In an age when photographs are omnipresent, when photos can be taken
effortlessly on a Smartphone and sent immediately, he isolates
individual pictures and puts them up for discussion. “The photograph –
the finished work – for me is also a display. It’s allowed to move
aside and to become a shelf or a pedestal for a viewer’s mental images,
or the multiplicity or ‘ghosting’ that is within one picture,” he says.
Compared to most works of current photo artists, Lassry’s are
small. The handy size of a magazine page is his preferred format,
“working against the sublime and working against this genre of
photography, the Dusseldorf school, like Andreas Gursky,
this idea of taking up with painting, having this effect that you‘re
taken over by the photography.” Along with artists such as Roe Ethridge and Annette Kelm,
Lassry represents a new kind of conceptual studio photography which
with its hermetic still-life character is in the tradition of modernism
and which transports the cool style of New Objectivity to the present.
Lassry is also following in the footsteps of the so-called “Pictures Generation” around Richard Prince and Cindy Sherman
who in the 1970s began appropriating motifs from magazines, films, and
television.

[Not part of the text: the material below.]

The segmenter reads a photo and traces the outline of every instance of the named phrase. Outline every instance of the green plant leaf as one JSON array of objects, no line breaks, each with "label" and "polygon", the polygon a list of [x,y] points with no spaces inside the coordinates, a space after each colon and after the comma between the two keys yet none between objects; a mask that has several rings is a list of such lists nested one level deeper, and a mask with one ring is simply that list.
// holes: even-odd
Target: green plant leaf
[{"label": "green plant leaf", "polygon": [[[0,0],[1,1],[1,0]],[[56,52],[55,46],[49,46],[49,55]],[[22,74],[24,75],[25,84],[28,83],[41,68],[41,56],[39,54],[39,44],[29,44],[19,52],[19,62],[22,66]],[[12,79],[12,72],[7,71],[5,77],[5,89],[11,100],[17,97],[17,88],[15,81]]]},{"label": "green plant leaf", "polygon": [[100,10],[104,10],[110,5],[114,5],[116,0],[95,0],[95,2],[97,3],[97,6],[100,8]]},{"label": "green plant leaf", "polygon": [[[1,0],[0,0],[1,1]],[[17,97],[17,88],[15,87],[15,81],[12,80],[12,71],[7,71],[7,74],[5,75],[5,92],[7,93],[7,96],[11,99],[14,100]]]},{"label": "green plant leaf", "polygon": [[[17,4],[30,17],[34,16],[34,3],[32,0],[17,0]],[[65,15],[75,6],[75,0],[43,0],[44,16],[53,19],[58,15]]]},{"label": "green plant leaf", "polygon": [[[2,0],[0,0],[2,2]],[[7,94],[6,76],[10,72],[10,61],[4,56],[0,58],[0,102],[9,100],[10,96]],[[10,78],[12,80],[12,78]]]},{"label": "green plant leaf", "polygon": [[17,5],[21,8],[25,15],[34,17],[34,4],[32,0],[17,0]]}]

They scratched the surface of American mass culture and, by
investigating the power of photographs, exposed mechanisms of
consumption, lust, and representation. In their works, the artists of
the “Pictures Generation,” including Jack Goldstein and Sherrie Levine, questioned not only the manifestations of consumer culture but also the notion of an “original” work of art.
But
Lassry is concerned with fundamental experiences and insights – our
perception and interpretation of everyday images, which are never
clear-cut but always have hidden meanings and connotations. Perhaps
that is why he repeatedly shows animals. Like pictures, they are
omnipresent yet we don’t really understand them. He has often called
his works “free radicals,” which are unstable, highly reactive oxygen
molecules. They can cause oxidative stress, a chain reaction in which
free radicals combine with existing molecules, giving rise to
dysfunctional molecules and new free radicals. Lassry’s nervous works
also set such chain reactions into motion, culminating perhaps in the
insight that we shouldn’t believe everything we see.